Consumer Study Reveals Insights About Cybersecurity At Home

On the eve of Election Day, understandable paranoia circulates about security of the voting system. But what about security at the home level? Unless you’re an ostrich with your head in the sand about the issue, you have at least given cybersecurity some consideration.

Last year I wrote an article about a company that is leveraging artificial intelligence in order to provide a more dynamic solution for home cybersecurity. The folks at CUJO have released a new report that is instructive.

For larger context, Reuters reported a year ago that Lloyd’s of London tried to quantify the potential cost of a cyberattack. The amount was estimated to be $53 billion, which is about equivalent to the damage inflicted by Hurricane Sandy in the 2012. The study was undertaken in the wake of the cyberattack emanating in Ukraine, which quickly spread across borders.

In their new report, CUJO points out that homeowners are drawn to the promise of connected devices making their lives more convenient. But dreams of a Jetsons-like existence come with a dark underbelly.

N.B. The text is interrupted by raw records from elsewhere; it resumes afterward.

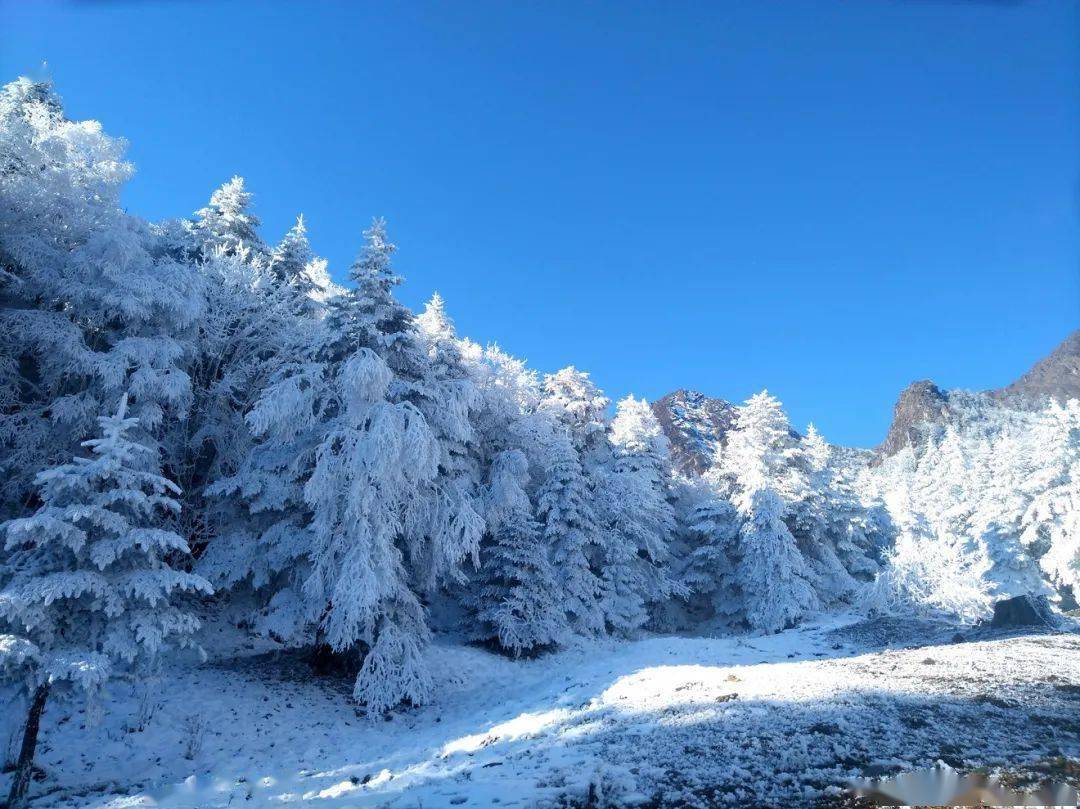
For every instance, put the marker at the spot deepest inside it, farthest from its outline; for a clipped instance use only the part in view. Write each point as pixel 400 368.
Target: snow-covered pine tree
pixel 339 486
pixel 227 224
pixel 92 302
pixel 572 400
pixel 772 575
pixel 812 520
pixel 375 458
pixel 636 517
pixel 90 590
pixel 449 401
pixel 516 597
pixel 712 524
pixel 289 265
pixel 570 531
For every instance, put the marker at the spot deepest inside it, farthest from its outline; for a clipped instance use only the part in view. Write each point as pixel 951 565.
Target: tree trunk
pixel 16 799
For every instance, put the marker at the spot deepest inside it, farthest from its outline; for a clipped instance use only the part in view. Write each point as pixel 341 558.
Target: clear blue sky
pixel 828 199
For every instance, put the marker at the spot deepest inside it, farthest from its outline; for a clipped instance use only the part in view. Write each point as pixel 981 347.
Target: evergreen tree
pixel 449 401
pixel 92 302
pixel 772 575
pixel 637 518
pixel 90 591
pixel 227 223
pixel 565 507
pixel 517 598
pixel 713 524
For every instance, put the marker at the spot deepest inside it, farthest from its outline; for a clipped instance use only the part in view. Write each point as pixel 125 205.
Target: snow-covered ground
pixel 665 720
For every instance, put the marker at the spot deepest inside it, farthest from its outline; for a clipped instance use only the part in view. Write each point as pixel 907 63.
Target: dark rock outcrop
pixel 1055 376
pixel 922 405
pixel 694 425
pixel 919 404
pixel 1023 610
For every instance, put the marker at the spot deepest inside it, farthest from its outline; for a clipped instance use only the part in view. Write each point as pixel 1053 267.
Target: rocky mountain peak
pixel 919 403
pixel 1055 376
pixel 694 425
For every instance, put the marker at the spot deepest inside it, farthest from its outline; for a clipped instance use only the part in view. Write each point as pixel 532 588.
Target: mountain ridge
pixel 696 425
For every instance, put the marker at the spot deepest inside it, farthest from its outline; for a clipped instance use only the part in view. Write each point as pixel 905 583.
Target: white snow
pixel 688 722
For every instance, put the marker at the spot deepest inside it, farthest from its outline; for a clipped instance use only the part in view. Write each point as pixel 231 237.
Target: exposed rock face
pixel 1024 610
pixel 1056 376
pixel 694 425
pixel 919 404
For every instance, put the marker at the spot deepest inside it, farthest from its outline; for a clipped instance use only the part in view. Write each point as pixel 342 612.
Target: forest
pixel 198 425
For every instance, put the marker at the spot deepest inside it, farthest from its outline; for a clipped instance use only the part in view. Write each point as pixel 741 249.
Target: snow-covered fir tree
pixel 565 507
pixel 517 599
pixel 772 575
pixel 227 223
pixel 449 403
pixel 90 592
pixel 636 517
pixel 92 300
pixel 709 570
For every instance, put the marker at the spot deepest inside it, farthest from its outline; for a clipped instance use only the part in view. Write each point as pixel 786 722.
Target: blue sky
pixel 828 199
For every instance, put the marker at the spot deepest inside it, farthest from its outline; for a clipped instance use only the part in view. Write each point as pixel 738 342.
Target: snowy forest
pixel 198 426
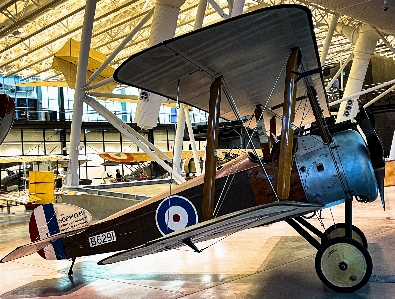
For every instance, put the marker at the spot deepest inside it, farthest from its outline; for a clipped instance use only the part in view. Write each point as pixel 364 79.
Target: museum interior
pixel 197 149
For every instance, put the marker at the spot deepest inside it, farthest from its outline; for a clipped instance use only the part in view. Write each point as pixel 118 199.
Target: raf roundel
pixel 175 212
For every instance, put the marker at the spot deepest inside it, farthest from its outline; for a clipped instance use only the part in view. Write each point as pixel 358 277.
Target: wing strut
pixel 212 144
pixel 286 143
pixel 319 117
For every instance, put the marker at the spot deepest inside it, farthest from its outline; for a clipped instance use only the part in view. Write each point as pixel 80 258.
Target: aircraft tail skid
pixel 50 223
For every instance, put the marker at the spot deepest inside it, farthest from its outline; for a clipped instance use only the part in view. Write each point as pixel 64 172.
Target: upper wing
pixel 249 51
pixel 217 227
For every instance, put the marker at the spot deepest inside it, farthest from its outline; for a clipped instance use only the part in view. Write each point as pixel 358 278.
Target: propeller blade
pixel 380 174
pixel 376 151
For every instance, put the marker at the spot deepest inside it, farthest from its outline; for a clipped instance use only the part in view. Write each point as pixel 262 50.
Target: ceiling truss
pixel 31 31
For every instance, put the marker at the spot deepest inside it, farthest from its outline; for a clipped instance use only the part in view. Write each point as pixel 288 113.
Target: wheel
pixel 343 264
pixel 338 230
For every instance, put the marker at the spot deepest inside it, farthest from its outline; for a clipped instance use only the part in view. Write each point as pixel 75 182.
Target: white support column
pixel 72 179
pixel 379 96
pixel 358 94
pixel 179 139
pixel 342 66
pixel 218 9
pixel 164 23
pixel 130 133
pixel 192 141
pixel 365 40
pixel 328 39
pixel 385 41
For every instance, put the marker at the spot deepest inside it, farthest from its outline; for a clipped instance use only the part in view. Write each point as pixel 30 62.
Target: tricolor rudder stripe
pixel 43 224
pixel 50 219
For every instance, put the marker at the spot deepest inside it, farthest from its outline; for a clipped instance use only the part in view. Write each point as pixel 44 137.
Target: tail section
pixel 53 219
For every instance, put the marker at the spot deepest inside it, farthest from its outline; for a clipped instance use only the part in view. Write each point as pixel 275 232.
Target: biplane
pixel 266 59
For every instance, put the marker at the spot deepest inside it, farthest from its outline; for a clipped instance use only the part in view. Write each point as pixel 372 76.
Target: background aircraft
pixel 7 115
pixel 314 168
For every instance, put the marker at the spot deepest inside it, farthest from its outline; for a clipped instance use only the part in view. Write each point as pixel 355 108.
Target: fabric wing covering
pixel 249 51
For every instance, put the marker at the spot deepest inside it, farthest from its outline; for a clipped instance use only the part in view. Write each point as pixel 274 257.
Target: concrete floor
pixel 265 262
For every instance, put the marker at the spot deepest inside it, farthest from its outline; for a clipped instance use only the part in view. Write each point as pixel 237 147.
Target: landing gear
pixel 70 273
pixel 343 264
pixel 339 230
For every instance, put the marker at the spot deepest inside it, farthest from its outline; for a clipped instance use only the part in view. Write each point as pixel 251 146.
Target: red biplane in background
pixel 266 61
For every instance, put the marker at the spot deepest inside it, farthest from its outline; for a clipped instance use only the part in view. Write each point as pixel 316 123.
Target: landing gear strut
pixel 343 262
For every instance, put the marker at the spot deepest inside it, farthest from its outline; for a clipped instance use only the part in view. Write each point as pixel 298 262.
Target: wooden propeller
pixel 287 132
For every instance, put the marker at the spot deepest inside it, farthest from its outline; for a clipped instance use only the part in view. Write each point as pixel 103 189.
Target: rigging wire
pixel 237 113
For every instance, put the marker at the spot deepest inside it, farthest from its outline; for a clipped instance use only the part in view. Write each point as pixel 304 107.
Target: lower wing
pixel 217 227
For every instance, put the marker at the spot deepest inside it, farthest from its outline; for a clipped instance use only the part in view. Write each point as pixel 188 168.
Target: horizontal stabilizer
pixel 33 247
pixel 52 219
pixel 217 227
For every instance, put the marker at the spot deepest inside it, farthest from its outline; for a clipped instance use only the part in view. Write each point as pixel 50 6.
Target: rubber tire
pixel 352 254
pixel 337 230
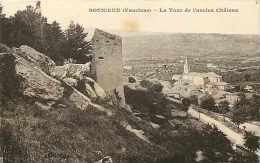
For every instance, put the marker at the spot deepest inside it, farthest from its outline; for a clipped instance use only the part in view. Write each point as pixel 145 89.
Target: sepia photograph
pixel 129 82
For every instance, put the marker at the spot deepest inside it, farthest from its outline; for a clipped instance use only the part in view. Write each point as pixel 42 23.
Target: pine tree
pixel 56 39
pixel 77 46
pixel 252 141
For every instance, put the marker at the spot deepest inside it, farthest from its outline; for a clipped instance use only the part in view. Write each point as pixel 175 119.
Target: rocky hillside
pixel 172 45
pixel 58 113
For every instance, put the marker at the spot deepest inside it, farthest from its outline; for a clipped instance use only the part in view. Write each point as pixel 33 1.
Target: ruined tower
pixel 107 64
pixel 38 11
pixel 1 9
pixel 186 66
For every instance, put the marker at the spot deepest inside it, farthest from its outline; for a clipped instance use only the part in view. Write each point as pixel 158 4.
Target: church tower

Currently, homeowners have multiple connected gadgets without a clear overview of the network. These devices are not secure by design, and they put their owners at risk. People are losing their personal information, money, and time – and insecure devices are to blame. Managing multiple devices is not user-friendly, and that interferes with getting the most out of the connected experience.

The CUJO team surveyed a sample of over 2600 respondents who currently own the CUJO AI internet security firewall. The survey was conducted in July and August 2018.

The survey was designed to discuss three key topics related to smart homes: device identification, AI (artificial intelligence) security and digital parenting tools.

Not surprisingly, as to the first topic respondents are most concerned about a loss of personal data and contact information (87.3%), unauthorized remote access to their devices (77.5%) and loss of financial data (74.6%).

On the second topic, a vast majority of respondents prefer to get full information about device vulnerability to threats. What those 83% want to do with that information is an intriguing issue.

As to the third topic, nearly half are blocking a specific website or application as part of their digital parenting strategy.

What are these connected devices under consideration? The average US home has 18 connected devices, with the top 10 as follows:

  1. Phones
  2. Computers
  3. Routers
  4. Tablets
  5. Streaming video devices
  6. Voice control devices
  7. Smart TVs
  8. Laptops
  9. Printers
  10. Gaming consoles

The findings can be distilled into the conclusion that people worry about the vulnerabilities smart home devices bring in to their homes. Recognizing the vulnerability is the first hurdle, and indeed more people are realizing they can’t ignore the issue. A head in the sand is not a solution. But once the realization hits home, people realize they need actionable information. An example is knowing if their antivirus software is out of date. They also want to get suggestions when it’s time to update their devices or change their router’s password. Another important topic is the overall health of the network and what can be done to improve it.

Parents have been grappling with connected devices in their kids’ hands for at least a generation. The pace of device adoption continues to accelerate, with an attendant increase in time spent thereon. An Ofcom report notes that 79 percent of 5-to-7-year-olds go online for nine hours a week. The number reaches a stunning 21 hours a week for 99 percent of 12-to-15-year-old teenagers. Eighty-one percent of 8-to-11-year-olds play games online for 10 hours a week. These are staggering figures. Executives in Silicon Valley have been in the news for drastically curtailing their kids’ use of such devices, a sobering scenario.

Solutions that allow parents to create profiles enable parents to better limit their kids’ access to content. Tools like schedules and filters can give parents a better sense of control.

CUJO believes that its proprietary hardware / software solution is the ideal way to leverage artificial intelligence to address the three areas of concern for consumers. Indeed, CUJO analyzes vast amounts of local network data and then uses proprietary machine learning algorithms to power the features.

Neither ostrich nor dodo are viable role models.



Brad Auerbach has been a journalist and editor covering the media, entertainment, travel and technology scene for many years. He has written for Forbes, Time Out London, SPIN, Village Voice, LA Weekly and early in his career won a New York State College Journalism Award.